Payoff-based learning with matrix multiplicative weights in quantum games

In this paper, we study the problem of learning in quantum games - and other classes of semidefinite games - with scalar, payoff-based feedback. For concreteness, we focus on the widely used matrix multiplicative weights (MMW) algorithm and, instead of requiring players to have full knowledge of the game (and/or each other's chosen states), we introduce a suite of minimal-information matrix multiplicative weights (3MW) methods tailored to different information frameworks. The main difficulty to attaining convergence in this setting is that, in contrast to classical finite games, quantum games have an infinite continuum of pure states (the quantum equivalent of pure strategies), so standard importance-weighting techniques for estimating payoff vectors cannot be employed.
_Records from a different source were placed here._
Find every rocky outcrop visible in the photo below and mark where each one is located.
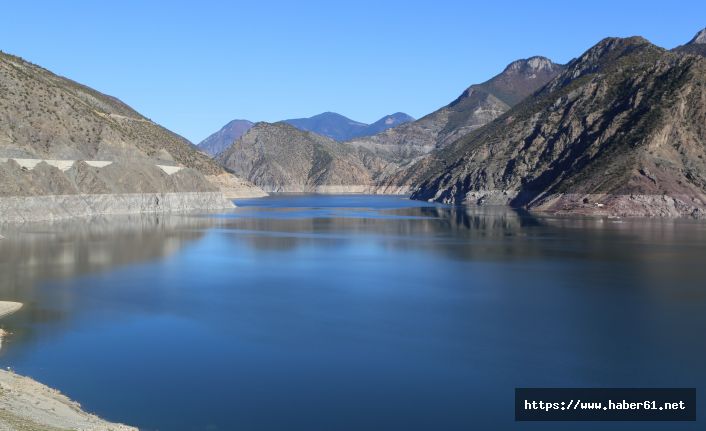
[217,123,397,192]
[0,191,235,223]
[210,57,562,194]
[0,49,250,218]
[0,370,137,431]
[407,37,706,217]
[349,57,563,160]
[198,120,255,157]
[284,112,414,142]
[673,28,706,57]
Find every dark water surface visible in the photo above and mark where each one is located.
[0,196,706,431]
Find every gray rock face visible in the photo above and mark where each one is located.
[673,28,706,57]
[198,120,255,157]
[408,38,706,216]
[0,192,235,223]
[284,112,414,142]
[689,28,706,45]
[218,123,397,192]
[0,53,250,214]
[350,57,563,160]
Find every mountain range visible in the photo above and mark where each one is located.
[216,122,390,193]
[0,53,262,220]
[213,26,706,218]
[410,32,706,218]
[198,112,414,157]
[0,26,706,220]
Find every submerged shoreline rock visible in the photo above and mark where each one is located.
[0,192,235,222]
[0,370,137,431]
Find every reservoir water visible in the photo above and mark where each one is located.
[0,195,706,431]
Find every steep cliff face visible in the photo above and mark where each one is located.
[406,38,706,217]
[349,57,563,163]
[673,28,706,57]
[0,53,258,218]
[217,123,396,192]
[198,120,255,157]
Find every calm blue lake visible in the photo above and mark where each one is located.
[0,195,706,431]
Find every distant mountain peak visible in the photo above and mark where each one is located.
[687,28,706,45]
[505,56,557,73]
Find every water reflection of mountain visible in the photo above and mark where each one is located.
[0,215,212,354]
[221,206,706,261]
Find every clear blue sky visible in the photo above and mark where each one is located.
[0,0,706,142]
Instead, we borrow ideas from bandit convex optimization and we design a zeroth-order gradient sampler adapted to the semidefinite geometry of the problem at hand. As a first result, we show that the 3MW method with deterministic payoff feedback retains the $\mathcal{O}(1/\sqrt{T})$ convergence rate of the vanilla, full information MMW algorithm in quantum min-max games, even though the players only observe a single scalar. Subsequently, we relax the algorithm's information requirements even further and we provide a 3MW method that only requires players to observe a random realization of their payoff observable, and converges to equilibrium at an $\mathcal{O}(T^{-1/4})$ rate. Finally, going beyond zero-sum games, we show that a regularized variant of the proposed 3MW method guarantees local convergence with high probability to all equilibria that satisfy a certain first-order stability condition.
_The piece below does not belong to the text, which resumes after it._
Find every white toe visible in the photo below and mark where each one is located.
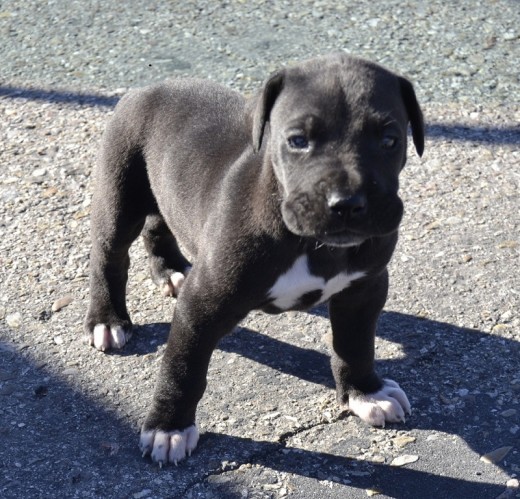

翻译：本文研究量子博弈及其他半定博弈中基于标量收益反馈的学习问题。具体而言，我们聚焦于广泛使用的矩阵乘法权重（MMW）算法，并针对不同信息框架引入一套最小信息矩阵乘法权重（3MW）方法，该方法无需玩家完全掌握博弈信息（或彼此选择的量子态）。该场景下实现收敛的主要难点在于，与经典有限博弈不同，量子博弈具有无限连续纯态空间（纯策略的量子对应物），因此无法采用标准的重要性加权技术来估计收益向量。为此，我们借鉴赌博机凸优化思想，设计了一种适应问题半定几何结构的零阶梯度采样器。首先，我们证明在量子极小极大博弈中，即使玩家仅观测到单个标量收益，采用确定性收益反馈的3MW方法仍能保持与全信息MMW算法相同的$\mathcal{O}(1/\sqrt{T})$收敛速率。随后，我们进一步放宽算法信息需求，提出仅需玩家观测其收益可观测量的随机实现值，并以$\mathcal{O}(T^{-1/4})$速率收敛至均衡态的3MW方法。最后，超越零和博弈范畴，我们证明所提3MW方法的正则化版本能以高概率保证局部收敛至满足一阶稳定性条件的所有均衡态。